Even for a man with a reputation as one of his generation’s most distinguished intelligence officers, the expected criticisms of Lord Butler’s inquiry could prove damaging.
Those familiar with Butler’s conclusions say that although they are critical of Scarlett’s role, he has been shown to have acted in good faith and is likely to use this to fight off the expected demands for him to resign. If he survives, he will prove more fortunate than George Tenet, the CIA’s director, who quit in advance of last week’s severe criticisms of the intelligence used to justify the war in Iraq.
The CIA’s errors — and by implication the errors of MI6 and the JIC — were spelt out in a scathing Senate intelligence committee report. It concluded that the United States and its allies went to war based on “flawed” information.
Butler, a former cabinet secretary, is determined not to have his report labelled a “whitewash” and has conducted a wide-reaching investigation into the use of intelligence in Britain.

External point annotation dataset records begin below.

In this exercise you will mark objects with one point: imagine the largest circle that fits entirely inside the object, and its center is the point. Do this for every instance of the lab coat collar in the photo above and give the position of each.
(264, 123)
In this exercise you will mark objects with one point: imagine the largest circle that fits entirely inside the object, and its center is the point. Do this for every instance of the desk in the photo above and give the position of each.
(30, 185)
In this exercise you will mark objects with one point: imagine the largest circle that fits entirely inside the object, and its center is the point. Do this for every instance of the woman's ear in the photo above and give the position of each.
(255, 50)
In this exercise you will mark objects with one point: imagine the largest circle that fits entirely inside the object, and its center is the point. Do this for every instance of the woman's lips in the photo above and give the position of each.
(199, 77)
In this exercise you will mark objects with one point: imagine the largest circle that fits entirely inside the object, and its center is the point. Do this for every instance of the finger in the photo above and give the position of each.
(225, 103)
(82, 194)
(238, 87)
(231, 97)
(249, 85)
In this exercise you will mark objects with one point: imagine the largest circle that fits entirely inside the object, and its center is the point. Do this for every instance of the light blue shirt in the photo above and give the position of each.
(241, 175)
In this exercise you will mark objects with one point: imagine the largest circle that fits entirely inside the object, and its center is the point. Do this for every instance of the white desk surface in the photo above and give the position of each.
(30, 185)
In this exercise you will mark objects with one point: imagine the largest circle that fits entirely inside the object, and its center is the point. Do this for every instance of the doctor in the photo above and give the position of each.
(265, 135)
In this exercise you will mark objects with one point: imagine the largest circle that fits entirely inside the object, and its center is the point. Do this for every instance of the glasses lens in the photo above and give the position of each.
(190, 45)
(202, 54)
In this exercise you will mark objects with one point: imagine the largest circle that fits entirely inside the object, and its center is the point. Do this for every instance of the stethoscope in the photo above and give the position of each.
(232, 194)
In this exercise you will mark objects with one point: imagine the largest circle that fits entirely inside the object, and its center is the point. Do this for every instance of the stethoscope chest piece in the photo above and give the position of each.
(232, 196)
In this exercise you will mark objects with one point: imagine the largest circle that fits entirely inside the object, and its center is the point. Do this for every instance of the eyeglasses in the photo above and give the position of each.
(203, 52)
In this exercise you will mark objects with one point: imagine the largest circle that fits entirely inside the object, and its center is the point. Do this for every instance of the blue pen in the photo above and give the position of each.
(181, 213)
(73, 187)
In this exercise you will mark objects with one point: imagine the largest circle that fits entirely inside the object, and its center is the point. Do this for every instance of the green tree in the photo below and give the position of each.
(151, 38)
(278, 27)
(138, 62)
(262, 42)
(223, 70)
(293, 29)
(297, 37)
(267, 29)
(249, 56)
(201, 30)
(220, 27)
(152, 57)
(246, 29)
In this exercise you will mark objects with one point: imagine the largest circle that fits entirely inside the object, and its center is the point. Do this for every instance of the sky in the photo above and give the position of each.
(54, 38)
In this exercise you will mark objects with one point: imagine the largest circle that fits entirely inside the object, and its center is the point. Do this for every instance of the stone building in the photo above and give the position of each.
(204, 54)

Sources say that the inquiry will criticise Downing Street and the JIC for the political misuse of intelligence to make the case for war. This began when No 10 decided to respond to the perceived public clamour for more information about Saddam Hussein’s weapons.

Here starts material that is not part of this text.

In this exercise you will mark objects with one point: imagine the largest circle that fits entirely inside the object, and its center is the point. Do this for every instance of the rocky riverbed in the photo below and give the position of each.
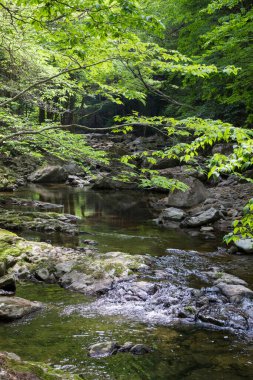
(182, 288)
(138, 286)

The problems started at the bottom of the intelligence chain, with MI6 having to rely on a small number of Iraqi agents who did not have first-hand knowledge of Saddam’s weapons systems. “It (the inquiry) recommends that in future they are very careful about how they treat their sources and make sure they aren’t taken for a ride — as they were,” the sources said.
Scarlett and the rest of the JIC are taken to task for removing important caveats that MI6 attached to its original agent reports. These warned that the intelligence was not first-hand, that some of the agents might have been trying to influence British policy as well as to inform and that their word could not necessarily be relied upon.

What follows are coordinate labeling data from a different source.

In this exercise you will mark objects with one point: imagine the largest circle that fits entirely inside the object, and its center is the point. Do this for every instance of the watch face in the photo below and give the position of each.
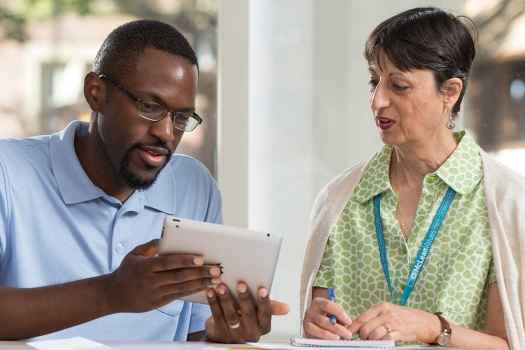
(443, 339)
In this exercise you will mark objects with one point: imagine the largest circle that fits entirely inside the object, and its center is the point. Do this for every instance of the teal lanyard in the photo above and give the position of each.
(423, 251)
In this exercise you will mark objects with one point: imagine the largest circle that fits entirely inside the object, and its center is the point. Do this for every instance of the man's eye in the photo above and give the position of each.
(150, 107)
(182, 116)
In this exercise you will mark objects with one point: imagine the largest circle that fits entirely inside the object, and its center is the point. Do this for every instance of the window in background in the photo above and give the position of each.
(48, 47)
(496, 97)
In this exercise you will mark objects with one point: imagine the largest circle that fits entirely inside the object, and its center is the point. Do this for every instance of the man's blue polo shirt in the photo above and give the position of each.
(56, 226)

These crucial warnings appear to have been removed by Scarlett, Sir Richard Dearlove, the outgoing MI6 chief, and the rest of the JIC when the original dossier was published. “We’ve said the dossier went too far and left out the warnings. They got it wrong. It was signed off by the JIC and he (Scarlett) was its chairman. To that extent they were responsible and it was overstated,” said a source.
Butler is understood to single out the so-called “45-minute” warning as a particular example. In his foreword Tony Blair claimed that the dossier “discloses that (Saddam’s) military planning allows for some of the weapons of mass destruction to be ready within 45 minutes of an order to use them”.
Blair’s statement was false in assuming that Saddam actually had the weapons. Butler concludes that the way the warning was described in the dossier and in press reports “spun” by Downing Street did not reflect the truth. “The 45-minute warning could have been better put. It was confusing that the dossier did not make it clear that it referred only to weapons on the battlefield,” said the source.
As reported in The Sunday Times last week, one of the inquiry members, Ann Taylor, who also chairs the intelligence and security committee that reports directly to Blair, has been using her position on the inquiry panel to urge Butler not to “name and shame” those involved in the intelligence fiasco, namely Scarlett, Dearlove and Lord Goldsmith, the attorney-general.